TABLE 1-4 Bac1 bacterial physiological Biochemical characterization experiment results
Figure RE-GDA0003275667510000052
Figure RE-GDA0003275667510000061
The strain can grow on LB medium containing 0.5% NaCl, and according to the identification result, the strain is consistent with the characteristics of the enterobacter cholerae.
9. Identification of 16S rDNA Strain
The genome DNA of 4 high-yield vanillin strains is extracted, the bacterial 16S rDNA universal primers (27F and 1492R) are used for PCR amplification, and the obtained products are detected by 1% agarose electrophoresis, so that the PCR products of the high-yield strains are determined to be fragments with the size of about 1500bp, as shown in figure 11 (wherein 1 is DQ;2 is DQ-4;3 is 6-6;4 is HS-2), and the PCR products are consistent with the characteristics of target bacteria.
10. Phylogenetic tree constructed by high-yield strain gene sequence
Sequencing the PCR products obtained by DQ, DQ-4, 6-6 and HS-2 by a third party detection company, and performing BLAST homology comparison on the sequencing result in a GenBank database of NCBI, wherein the homology of the DQ-4 and a strain Cronobacter sakazakii with the number NR 114077.1 is 99.58% through comparison; homology of DQ to strain Enterobacter hormaechei numbered MH 542252 reaches 99.51%;6-6 shows a homology of 99.65% with strain Leclercia adecarboxylata numbered KX 959963; the homology of HS-2 with strain Serratia marcescens, numbered MN 396719, reached 99.44%.

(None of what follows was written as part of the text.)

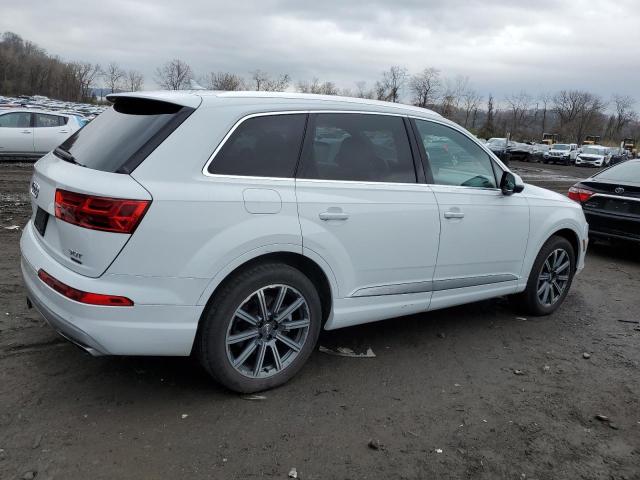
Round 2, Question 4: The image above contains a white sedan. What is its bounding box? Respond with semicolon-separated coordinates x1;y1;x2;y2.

By constructing phylogenetic Mega7.0 software, a visually distinct phylogenetic tree is constructed using the adjacency method. The results of the construction of the strains 6-6, HS-2, DQ-4 are shown in FIGS. 12-15. Each strain was collected in the closest relationship, and according to the results of molecular biological identification, the morphological characteristics of the strain were referenced and combined to preliminarily determine that DQ-4 was Cronobacter sakazakii of the genus Cronobacter (Enterobacter sakazakii), DQ was Enterobacter hormaechei of the genus Enterobacter (Enterobacter holoensis), 6-6 was Leclercia adecarboxylata of the genus Leclericia (non-decarboxylative Leercitrile), and HS-2 was Serratia marcescens of the genus Serratia (Serratia marcescens).

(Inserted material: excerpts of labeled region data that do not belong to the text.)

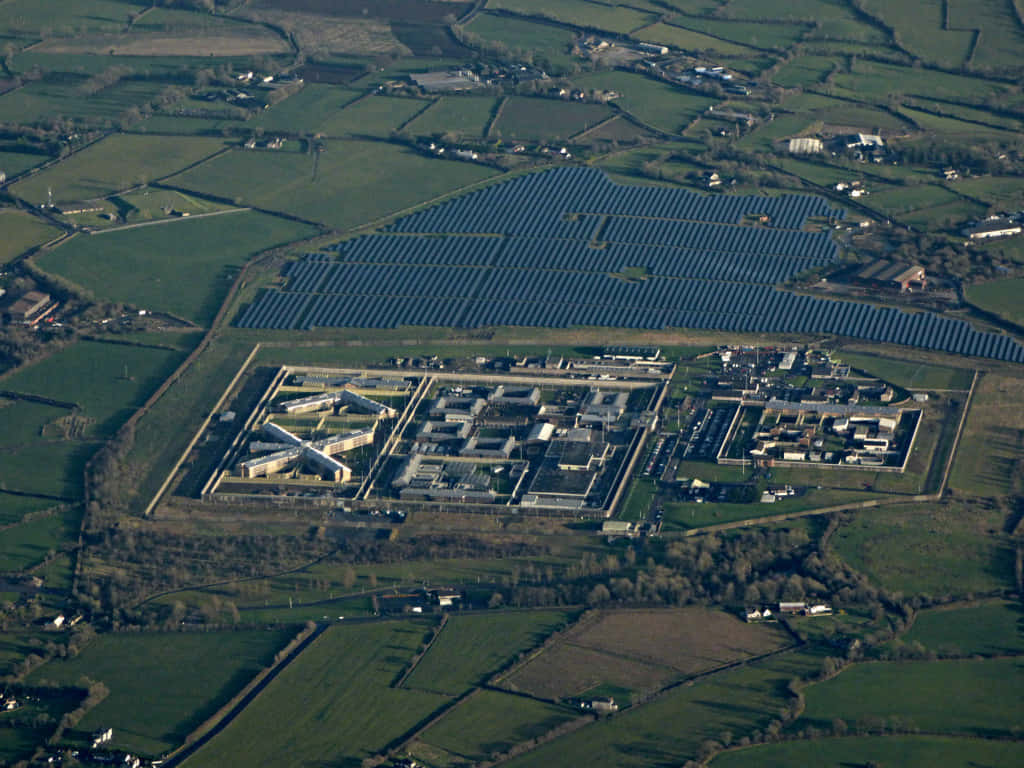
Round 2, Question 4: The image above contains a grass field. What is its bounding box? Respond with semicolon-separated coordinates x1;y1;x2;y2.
11;134;224;204
31;629;295;755
39;211;315;325
949;374;1024;496
795;658;1024;736
404;610;567;695
489;96;613;141
711;736;1024;768
184;622;449;768
0;507;82;573
840;352;974;390
833;501;1014;595
171;141;496;229
967;278;1024;326
575;72;716;133
901;600;1024;656
506;652;820;768
0;341;184;437
466;13;572;75
413;690;579;761
503;608;785;700
407;96;498;138
0;211;60;266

11. Growth curve determination of high-yield vanillin strain
The cell numbers of the 4 isolated strains (DQ, HS-2, 6-6, DQ-4) at 2h, 4h, 6h, 8h, 10h, 12h, 14h, 16h were measured at a wavelength of 660nm, with fermentation time (h) as abscissa and OD 660 The values are on the ordinate and the growth curves of the resulting strains are shown in FIG. 16. From FIG. 16, it is evident that the logarithmic growth phase of HS-2 is 2 h-6 h, slow growth is performed at 6 h-10 h, and the growth is performed at the stationary phase after 10 h; 6-6 is in a stable state after 10 hours and 0 to 10 hours of longer logarithmic growth period; the adaptation period of DQ is relatively long, 6-8 h is a logarithmic growth period, and the growth is slow after 8 h; the DQ-4 strain has a logarithmic growth phase of 4-8 h, 8-10 h is in slow growth, and 10h later is in a stationary phase.

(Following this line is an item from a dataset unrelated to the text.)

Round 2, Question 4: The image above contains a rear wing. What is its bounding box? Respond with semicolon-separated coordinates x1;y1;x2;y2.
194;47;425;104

12. Determination of substrate tolerance of high-yield vanillin strains
DQ, HS-2, 6-6 and DQ-4 are respectively inoculated into trans-ferulic acid fermentation culture media containing 2g/L, 4g/L, 6g/L, 8g/L, 10g/L, 12g/L, 14g/L and 16g/L, and after the culture is carried out until the corresponding growth log phase, the content of vanillin in each fermentation broth is measured by utilizing a TBA photometry, and the conversion rate of each strain is calculated, as shown in figure 17 and tables 1-5. The results show that: DQ is subjected to constant temperature shake culture for 8 hours at 160r/min and 37 ℃ under the condition of pH=7 to the logarithmic phase, so that the maximum vanillin conversion rate of 76% can be obtained when the vanillin content in the fermentation broth is 4142.10mg/L under the concentration of 12g/L of the substrate addition; HS-2 is subjected to constant temperature shake culture for 6 hours to logarithmic phase at 160r/min and 37 ℃ under the condition of pH=7, so that the vanillin content in the fermentation broth is 2705.40mg/L and the vanillin conversion rate is 53% under the concentration of 12g/L of substrate addition; DQ-4 is subjected to constant temperature shake culture for 6 hours to logarithmic phase at 160r/min and 37 ℃ under the condition of pH=7, and the maximum vanillin content in fermentation liquor is 327.97mg/L under the condition of adding substrate with different concentrations, so that the conversion rate is low; 6-6, and culturing at 160r/min at 37 ℃ under the condition of pH=7 for 8 hours to logarithmic phase, wherein the maximum vanillin content in the fermentation broth is 572.40mg/L under the concentration of 8g/L of the substrate, and the maximum conversion rate is 42% under the concentration of 2g/L of the substrate.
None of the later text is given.